Monday, October 15, 2007

Why we curse

Language has often been called a weapon, and people should be mindful about where to aim it and when to fire. The common denominator of taboo words is the act of forcing a disagreeable thought on someone, and it's worth considering how often one really wants one's audience to be reminded of excrement, urine, and exploitative sex. Even in its mildest form, intended only to keep the listener's attention, the lazy use of profanity can feel like a series of jabs in the ribs. They are annoying to the listener and a confession by the speaker that he can think of no other way to make his words worth attending to. It's all the more damning for writers, who have the luxury of choosing their words off-line from the half-million-word phantasmagoria of the English language.

--Steven Pinker, What the F***?

5 comments:

3M said...

I wholeheartedly agree!
3M
http://1morechapter.com

zhoen said...

I have no objection to the use of strong language, only it's misuse and overuse, as described here.

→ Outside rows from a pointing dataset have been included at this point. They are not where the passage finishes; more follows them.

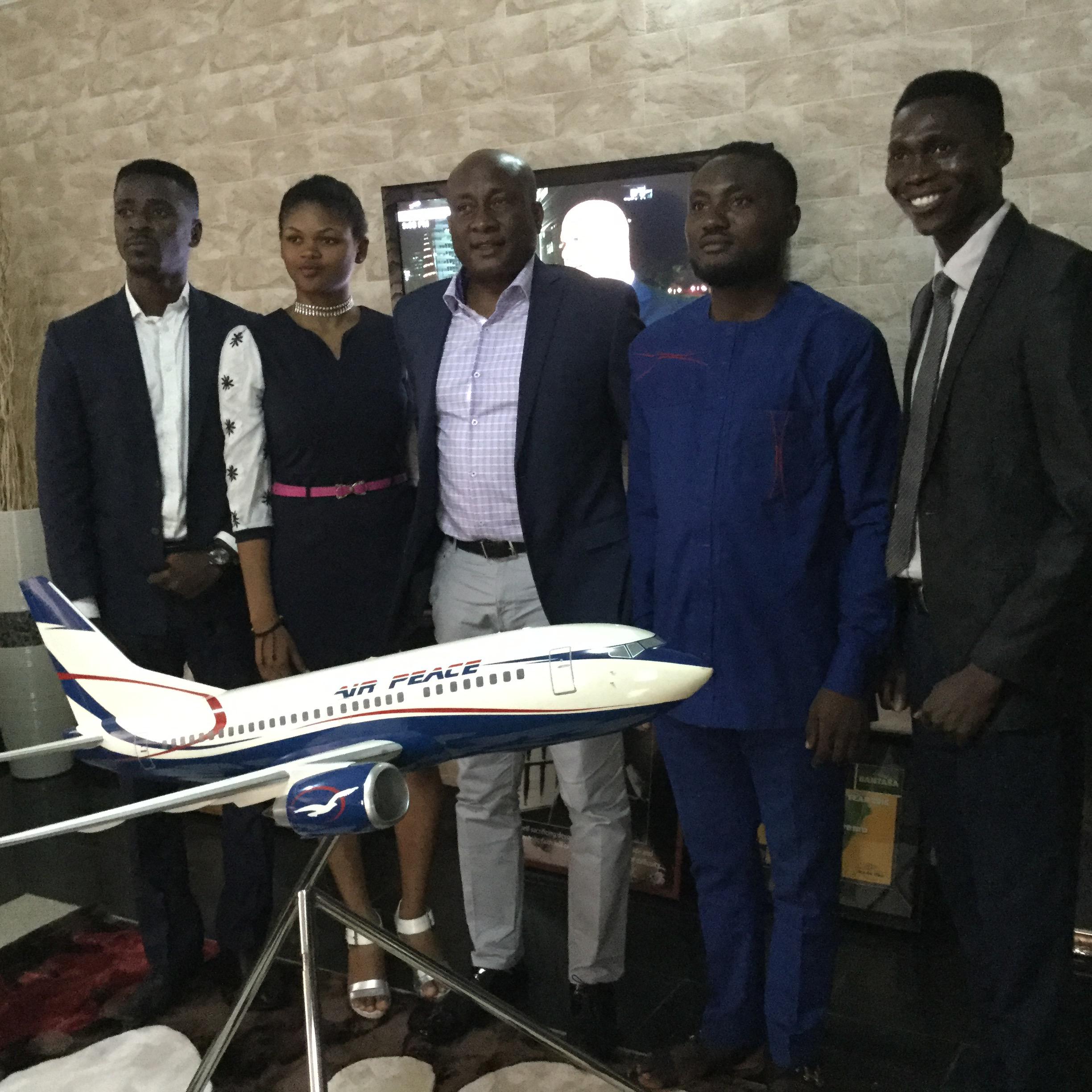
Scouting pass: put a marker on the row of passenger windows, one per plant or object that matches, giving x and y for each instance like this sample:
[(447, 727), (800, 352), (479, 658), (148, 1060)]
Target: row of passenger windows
[(389, 699)]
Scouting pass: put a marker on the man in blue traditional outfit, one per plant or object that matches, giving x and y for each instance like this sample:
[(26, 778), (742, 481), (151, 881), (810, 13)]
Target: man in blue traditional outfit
[(762, 448)]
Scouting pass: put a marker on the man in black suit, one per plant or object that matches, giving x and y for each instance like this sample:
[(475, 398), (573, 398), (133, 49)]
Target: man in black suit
[(520, 377), (138, 533), (992, 544)]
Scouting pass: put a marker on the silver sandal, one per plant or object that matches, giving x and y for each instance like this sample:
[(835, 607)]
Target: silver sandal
[(369, 988), (410, 927)]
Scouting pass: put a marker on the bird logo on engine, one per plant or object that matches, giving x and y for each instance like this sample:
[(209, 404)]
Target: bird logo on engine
[(319, 811)]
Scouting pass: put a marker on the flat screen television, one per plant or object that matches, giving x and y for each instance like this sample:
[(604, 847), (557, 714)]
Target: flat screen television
[(623, 219)]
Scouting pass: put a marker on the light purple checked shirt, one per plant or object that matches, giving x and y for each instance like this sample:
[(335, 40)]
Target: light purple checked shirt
[(478, 391)]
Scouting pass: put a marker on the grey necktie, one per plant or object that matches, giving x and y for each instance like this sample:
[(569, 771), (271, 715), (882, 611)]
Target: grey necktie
[(901, 542)]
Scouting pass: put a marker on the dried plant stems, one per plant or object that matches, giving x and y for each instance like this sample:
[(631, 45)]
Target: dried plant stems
[(21, 339)]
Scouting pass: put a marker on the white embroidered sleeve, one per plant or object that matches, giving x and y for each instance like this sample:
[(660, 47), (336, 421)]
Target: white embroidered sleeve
[(242, 393)]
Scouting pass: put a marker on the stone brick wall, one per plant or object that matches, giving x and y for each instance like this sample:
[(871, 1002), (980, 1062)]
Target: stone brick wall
[(252, 94)]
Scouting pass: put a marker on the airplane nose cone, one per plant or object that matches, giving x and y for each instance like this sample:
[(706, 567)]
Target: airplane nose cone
[(682, 676)]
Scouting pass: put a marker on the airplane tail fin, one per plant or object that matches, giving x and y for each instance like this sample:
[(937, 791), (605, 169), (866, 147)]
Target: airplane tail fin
[(103, 686)]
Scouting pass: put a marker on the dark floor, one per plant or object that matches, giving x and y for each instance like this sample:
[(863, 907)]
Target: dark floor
[(900, 1015)]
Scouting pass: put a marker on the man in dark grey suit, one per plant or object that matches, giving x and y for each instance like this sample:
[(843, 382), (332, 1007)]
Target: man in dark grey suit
[(520, 374), (992, 545), (138, 532)]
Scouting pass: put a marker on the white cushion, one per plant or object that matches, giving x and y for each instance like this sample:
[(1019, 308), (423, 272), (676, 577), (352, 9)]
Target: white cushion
[(539, 1077), (148, 1059), (385, 1075)]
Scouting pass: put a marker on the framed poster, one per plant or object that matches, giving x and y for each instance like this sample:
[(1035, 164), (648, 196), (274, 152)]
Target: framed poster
[(657, 863)]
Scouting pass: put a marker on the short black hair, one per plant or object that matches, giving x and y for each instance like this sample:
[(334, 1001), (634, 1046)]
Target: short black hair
[(973, 88), (162, 170), (767, 154), (329, 194)]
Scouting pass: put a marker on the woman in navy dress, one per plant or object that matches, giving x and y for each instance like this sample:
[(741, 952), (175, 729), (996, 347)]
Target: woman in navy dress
[(315, 418)]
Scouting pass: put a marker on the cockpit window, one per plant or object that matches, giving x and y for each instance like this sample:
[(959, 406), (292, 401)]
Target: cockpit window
[(634, 649)]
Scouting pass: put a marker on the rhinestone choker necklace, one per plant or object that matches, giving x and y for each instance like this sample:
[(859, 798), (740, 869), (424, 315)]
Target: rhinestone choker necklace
[(315, 311)]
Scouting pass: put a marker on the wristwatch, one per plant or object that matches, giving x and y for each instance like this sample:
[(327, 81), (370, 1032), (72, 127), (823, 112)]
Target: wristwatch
[(221, 556)]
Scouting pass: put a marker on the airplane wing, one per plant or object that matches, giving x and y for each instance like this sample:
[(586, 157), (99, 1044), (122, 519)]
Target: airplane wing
[(194, 796), (58, 746)]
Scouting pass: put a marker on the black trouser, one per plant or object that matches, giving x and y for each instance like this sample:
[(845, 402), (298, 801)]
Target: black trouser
[(1003, 816), (212, 636)]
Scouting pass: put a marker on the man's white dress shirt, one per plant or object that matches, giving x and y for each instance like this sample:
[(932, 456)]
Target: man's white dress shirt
[(961, 268), (164, 344)]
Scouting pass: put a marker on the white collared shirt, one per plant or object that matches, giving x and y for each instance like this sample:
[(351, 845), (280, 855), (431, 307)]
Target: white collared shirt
[(961, 268), (165, 353)]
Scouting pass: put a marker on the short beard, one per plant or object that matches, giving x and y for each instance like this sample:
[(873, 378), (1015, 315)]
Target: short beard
[(751, 269)]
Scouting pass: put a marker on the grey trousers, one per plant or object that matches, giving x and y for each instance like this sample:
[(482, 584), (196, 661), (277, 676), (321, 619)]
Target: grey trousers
[(473, 596)]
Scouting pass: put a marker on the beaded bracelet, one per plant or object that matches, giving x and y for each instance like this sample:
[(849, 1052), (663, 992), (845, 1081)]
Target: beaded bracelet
[(272, 629)]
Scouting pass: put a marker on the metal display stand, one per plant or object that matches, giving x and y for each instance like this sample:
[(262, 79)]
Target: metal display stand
[(299, 910)]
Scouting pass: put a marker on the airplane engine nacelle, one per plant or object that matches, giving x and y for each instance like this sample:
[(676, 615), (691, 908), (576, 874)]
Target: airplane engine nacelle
[(345, 800)]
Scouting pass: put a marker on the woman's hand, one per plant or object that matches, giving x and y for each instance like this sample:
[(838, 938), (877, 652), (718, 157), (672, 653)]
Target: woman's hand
[(277, 656)]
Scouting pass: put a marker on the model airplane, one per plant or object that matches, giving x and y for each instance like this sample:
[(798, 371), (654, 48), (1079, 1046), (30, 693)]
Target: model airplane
[(327, 747)]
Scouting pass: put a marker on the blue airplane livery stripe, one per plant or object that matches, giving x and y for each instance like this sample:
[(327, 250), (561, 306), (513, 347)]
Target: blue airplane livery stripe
[(48, 608), (427, 739)]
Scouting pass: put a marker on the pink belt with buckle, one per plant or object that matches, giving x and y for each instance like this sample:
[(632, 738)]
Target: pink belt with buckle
[(357, 488)]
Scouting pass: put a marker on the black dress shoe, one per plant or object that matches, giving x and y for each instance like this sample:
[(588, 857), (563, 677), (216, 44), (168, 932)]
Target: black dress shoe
[(593, 1019), (152, 998), (798, 1079), (454, 1016), (232, 969)]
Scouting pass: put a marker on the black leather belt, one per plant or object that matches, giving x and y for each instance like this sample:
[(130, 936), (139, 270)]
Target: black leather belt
[(917, 594), (495, 551)]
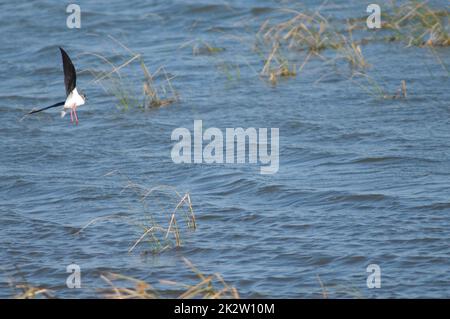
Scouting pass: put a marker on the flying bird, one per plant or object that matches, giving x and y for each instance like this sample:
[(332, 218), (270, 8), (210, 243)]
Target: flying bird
[(73, 98)]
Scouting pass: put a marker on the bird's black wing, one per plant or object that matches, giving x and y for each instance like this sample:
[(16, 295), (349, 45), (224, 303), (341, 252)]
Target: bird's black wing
[(70, 75)]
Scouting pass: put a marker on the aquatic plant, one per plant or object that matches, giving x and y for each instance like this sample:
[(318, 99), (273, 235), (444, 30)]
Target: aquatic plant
[(159, 225), (157, 91), (202, 47), (208, 287), (418, 24)]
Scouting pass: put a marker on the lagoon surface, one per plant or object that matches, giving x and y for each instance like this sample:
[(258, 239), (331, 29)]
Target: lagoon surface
[(361, 180)]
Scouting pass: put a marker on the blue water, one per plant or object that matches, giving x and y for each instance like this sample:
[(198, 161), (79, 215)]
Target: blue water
[(361, 180)]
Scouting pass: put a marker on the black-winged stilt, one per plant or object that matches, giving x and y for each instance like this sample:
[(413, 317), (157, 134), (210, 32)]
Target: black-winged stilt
[(73, 97)]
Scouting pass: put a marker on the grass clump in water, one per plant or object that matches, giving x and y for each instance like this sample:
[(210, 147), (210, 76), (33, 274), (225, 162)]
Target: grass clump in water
[(157, 91), (167, 216), (418, 24), (208, 287)]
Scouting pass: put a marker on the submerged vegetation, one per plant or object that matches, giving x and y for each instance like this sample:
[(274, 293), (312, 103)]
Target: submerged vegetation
[(157, 88), (301, 36), (167, 216), (206, 286), (209, 286)]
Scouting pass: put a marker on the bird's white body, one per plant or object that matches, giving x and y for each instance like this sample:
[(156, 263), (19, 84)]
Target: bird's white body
[(72, 102)]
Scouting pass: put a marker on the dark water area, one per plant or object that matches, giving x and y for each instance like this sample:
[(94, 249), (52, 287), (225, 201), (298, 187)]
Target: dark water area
[(361, 180)]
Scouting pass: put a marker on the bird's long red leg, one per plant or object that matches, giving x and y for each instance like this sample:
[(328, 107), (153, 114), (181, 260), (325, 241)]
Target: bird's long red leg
[(75, 112)]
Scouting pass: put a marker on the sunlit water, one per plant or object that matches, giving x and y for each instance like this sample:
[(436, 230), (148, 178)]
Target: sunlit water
[(361, 181)]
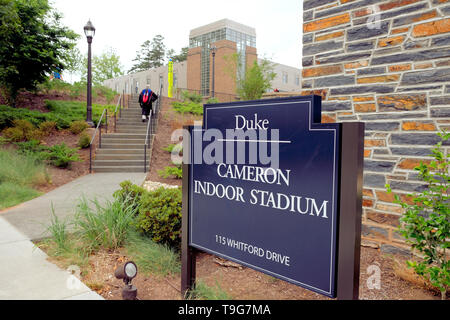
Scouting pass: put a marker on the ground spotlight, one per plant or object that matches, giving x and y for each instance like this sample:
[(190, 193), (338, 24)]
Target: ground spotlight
[(127, 272)]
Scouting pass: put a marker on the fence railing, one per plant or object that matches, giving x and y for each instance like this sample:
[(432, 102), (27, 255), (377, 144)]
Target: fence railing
[(221, 96), (99, 129)]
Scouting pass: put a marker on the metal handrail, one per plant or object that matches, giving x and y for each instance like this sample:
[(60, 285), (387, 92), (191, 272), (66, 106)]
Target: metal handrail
[(99, 125), (118, 105)]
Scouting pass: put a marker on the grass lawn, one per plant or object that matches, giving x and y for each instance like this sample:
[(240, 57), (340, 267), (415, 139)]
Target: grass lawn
[(18, 175)]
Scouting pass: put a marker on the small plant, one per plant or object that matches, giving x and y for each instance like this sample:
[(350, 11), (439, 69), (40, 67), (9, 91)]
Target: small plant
[(192, 97), (130, 194), (76, 127), (47, 127), (103, 226), (60, 155), (84, 141), (167, 172), (173, 148), (426, 222), (160, 215)]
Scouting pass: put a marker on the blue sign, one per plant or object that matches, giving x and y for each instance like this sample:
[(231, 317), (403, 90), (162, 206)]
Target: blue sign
[(264, 188)]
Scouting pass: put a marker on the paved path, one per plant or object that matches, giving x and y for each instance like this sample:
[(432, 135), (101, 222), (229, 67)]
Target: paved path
[(25, 272)]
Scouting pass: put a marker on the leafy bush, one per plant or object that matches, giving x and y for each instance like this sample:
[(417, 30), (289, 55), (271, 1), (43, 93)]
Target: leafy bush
[(60, 155), (22, 130), (47, 127), (130, 193), (160, 215), (78, 126), (84, 141), (13, 134), (192, 97), (188, 107), (167, 172), (103, 226), (426, 222), (173, 148)]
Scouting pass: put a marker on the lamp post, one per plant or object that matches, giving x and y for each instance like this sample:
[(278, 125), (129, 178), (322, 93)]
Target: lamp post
[(213, 52), (89, 31)]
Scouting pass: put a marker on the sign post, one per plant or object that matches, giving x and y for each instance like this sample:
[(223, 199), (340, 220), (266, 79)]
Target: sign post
[(266, 185)]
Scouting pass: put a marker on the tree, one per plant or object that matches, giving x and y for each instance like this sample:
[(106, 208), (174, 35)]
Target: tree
[(32, 44), (257, 80), (151, 55), (253, 81), (426, 221), (106, 66)]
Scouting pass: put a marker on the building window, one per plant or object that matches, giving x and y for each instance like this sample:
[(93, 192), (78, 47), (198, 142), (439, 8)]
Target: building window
[(285, 77)]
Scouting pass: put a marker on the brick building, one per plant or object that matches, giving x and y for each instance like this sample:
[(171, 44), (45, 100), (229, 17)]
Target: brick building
[(195, 74), (386, 63)]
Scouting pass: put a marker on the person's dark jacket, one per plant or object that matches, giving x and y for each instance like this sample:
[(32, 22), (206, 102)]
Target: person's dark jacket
[(148, 103)]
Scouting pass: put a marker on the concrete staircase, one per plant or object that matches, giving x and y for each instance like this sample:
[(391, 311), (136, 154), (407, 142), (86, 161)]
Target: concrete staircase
[(123, 151)]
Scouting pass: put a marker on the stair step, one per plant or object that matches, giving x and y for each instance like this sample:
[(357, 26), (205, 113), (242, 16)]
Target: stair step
[(111, 151), (121, 146), (124, 135), (118, 163), (109, 140), (119, 169), (120, 156)]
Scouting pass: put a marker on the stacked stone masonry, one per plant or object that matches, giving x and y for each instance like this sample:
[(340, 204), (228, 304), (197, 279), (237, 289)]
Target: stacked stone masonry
[(386, 63)]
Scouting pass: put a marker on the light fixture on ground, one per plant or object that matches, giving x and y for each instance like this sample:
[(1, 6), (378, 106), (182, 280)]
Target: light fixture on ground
[(127, 272), (89, 31)]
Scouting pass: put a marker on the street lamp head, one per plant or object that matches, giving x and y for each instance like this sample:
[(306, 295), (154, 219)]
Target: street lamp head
[(89, 30)]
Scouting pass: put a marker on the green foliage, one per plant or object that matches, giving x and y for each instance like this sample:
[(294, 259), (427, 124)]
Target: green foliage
[(212, 101), (78, 126), (21, 130), (173, 148), (32, 44), (426, 223), (129, 194), (257, 80), (84, 141), (18, 175), (47, 127), (188, 107), (160, 215), (60, 155), (169, 171), (105, 226), (151, 55), (204, 292), (151, 257)]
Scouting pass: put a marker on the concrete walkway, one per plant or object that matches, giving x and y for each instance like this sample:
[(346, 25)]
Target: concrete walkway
[(25, 272)]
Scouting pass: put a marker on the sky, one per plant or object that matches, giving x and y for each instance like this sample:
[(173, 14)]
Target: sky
[(125, 25)]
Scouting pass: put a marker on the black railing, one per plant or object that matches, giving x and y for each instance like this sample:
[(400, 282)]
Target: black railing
[(99, 126), (118, 106)]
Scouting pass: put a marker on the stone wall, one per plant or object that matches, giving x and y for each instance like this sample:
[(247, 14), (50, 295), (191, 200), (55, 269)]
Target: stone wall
[(386, 63)]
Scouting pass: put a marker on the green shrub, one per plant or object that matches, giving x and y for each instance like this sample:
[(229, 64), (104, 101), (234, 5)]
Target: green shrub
[(130, 193), (78, 126), (167, 172), (13, 134), (47, 127), (160, 215), (192, 97), (60, 155), (188, 107), (103, 226), (85, 140), (426, 222), (173, 148), (212, 100)]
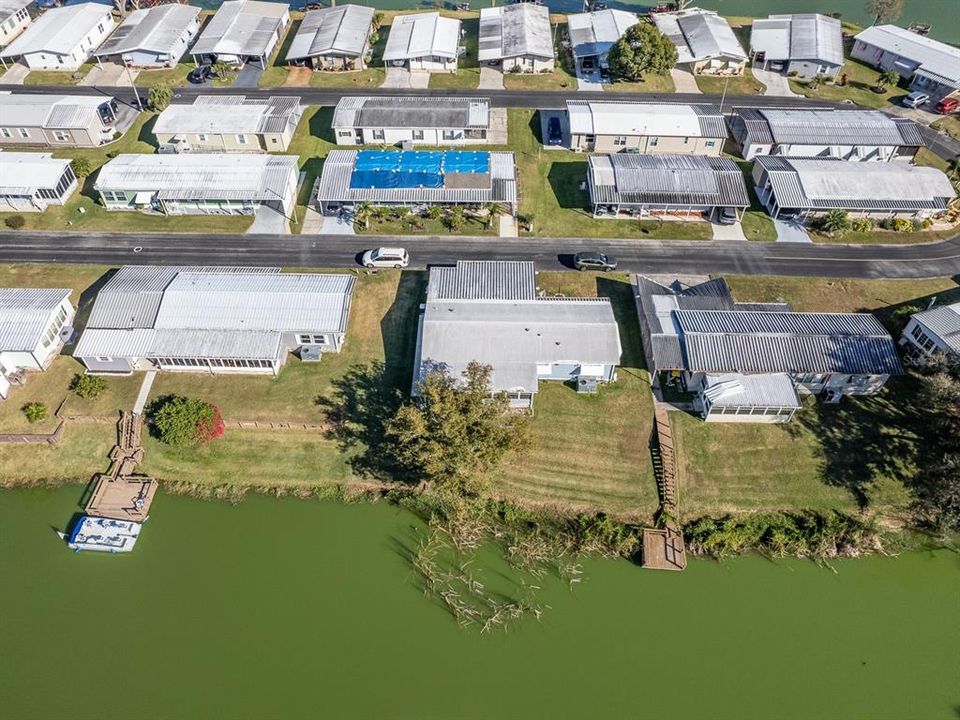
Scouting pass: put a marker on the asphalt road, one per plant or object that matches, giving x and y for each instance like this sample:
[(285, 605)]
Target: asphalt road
[(648, 256)]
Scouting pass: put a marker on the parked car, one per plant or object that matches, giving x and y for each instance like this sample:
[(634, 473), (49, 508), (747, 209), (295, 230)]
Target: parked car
[(915, 99), (554, 133), (948, 105), (200, 74), (385, 257), (727, 216), (594, 261)]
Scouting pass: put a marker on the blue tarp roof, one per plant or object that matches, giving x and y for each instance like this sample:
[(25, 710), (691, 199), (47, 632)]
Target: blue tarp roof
[(413, 168)]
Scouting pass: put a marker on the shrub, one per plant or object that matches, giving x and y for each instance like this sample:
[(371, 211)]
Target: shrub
[(88, 386), (185, 422), (35, 412)]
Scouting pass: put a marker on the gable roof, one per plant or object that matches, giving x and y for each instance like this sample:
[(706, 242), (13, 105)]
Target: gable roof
[(231, 114), (25, 315), (936, 59), (594, 33), (489, 312), (338, 30), (241, 27), (156, 29), (411, 112), (59, 30), (699, 35), (809, 36), (422, 34), (521, 29), (588, 117), (666, 180)]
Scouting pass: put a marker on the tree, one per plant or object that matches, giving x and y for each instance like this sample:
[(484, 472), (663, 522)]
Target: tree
[(455, 433), (836, 222), (81, 167), (884, 10), (35, 411), (159, 98), (642, 49), (184, 422), (88, 386)]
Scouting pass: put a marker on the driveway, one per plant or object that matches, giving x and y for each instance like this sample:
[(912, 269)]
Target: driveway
[(491, 78), (15, 75), (110, 75), (249, 76), (777, 83), (684, 81), (791, 231), (269, 221)]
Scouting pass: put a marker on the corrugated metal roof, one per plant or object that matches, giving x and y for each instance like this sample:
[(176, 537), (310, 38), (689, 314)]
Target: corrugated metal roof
[(339, 30), (595, 33), (52, 112), (241, 27), (499, 185), (59, 30), (25, 173), (645, 119), (809, 36), (933, 56), (157, 29), (228, 176), (412, 112), (25, 315), (630, 178), (519, 30), (944, 322), (420, 35), (483, 280), (227, 114), (809, 183), (699, 35)]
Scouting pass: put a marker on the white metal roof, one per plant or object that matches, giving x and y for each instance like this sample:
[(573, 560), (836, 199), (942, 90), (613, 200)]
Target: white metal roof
[(25, 173), (932, 55), (643, 119), (594, 33), (241, 27), (25, 315), (234, 176), (809, 36), (339, 30), (217, 114), (518, 30), (420, 35), (51, 111), (59, 30), (157, 29), (699, 35)]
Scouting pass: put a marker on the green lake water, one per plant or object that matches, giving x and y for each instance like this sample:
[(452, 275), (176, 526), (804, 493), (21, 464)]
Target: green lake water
[(273, 609)]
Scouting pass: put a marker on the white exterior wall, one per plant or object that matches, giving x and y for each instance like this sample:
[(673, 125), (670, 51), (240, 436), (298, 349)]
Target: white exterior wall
[(13, 26), (79, 54)]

Lazy writing, lazy talk, to swear all the time.

stefanie said...

have you seen the gum commercial where the wife walks in on her husband and his mistress and a string of "swearing" ensues? The swearing is things like "What the French Toast!" and "You lint licker." Cracks me up every time. It's a lesson in how to make clean words sound dirty :)

SFP said...

No, I haven't seen that commercial. My mother always told me I didn't watch enough TV. :)

I was fascinated by the HBO series Deadwood--the language was as Shakespearean as it was vulgar.

Cam said...

Thanks for posting the link to Pinker's article. I had read an excerpt earlier, but found the entire article fascinating.

His description of evolution from religious-based cursing to sexually-based cursing is interesting. With the overuse of the 'f' word, I wonder what people will use next, after it has lost it's shock value. An extrapolation of Pinker would be that as long as there are sexual taboos we will have sexually based curse words. But, if it is so overused that it loses it's effect, does it matter if there are still cultural taboos?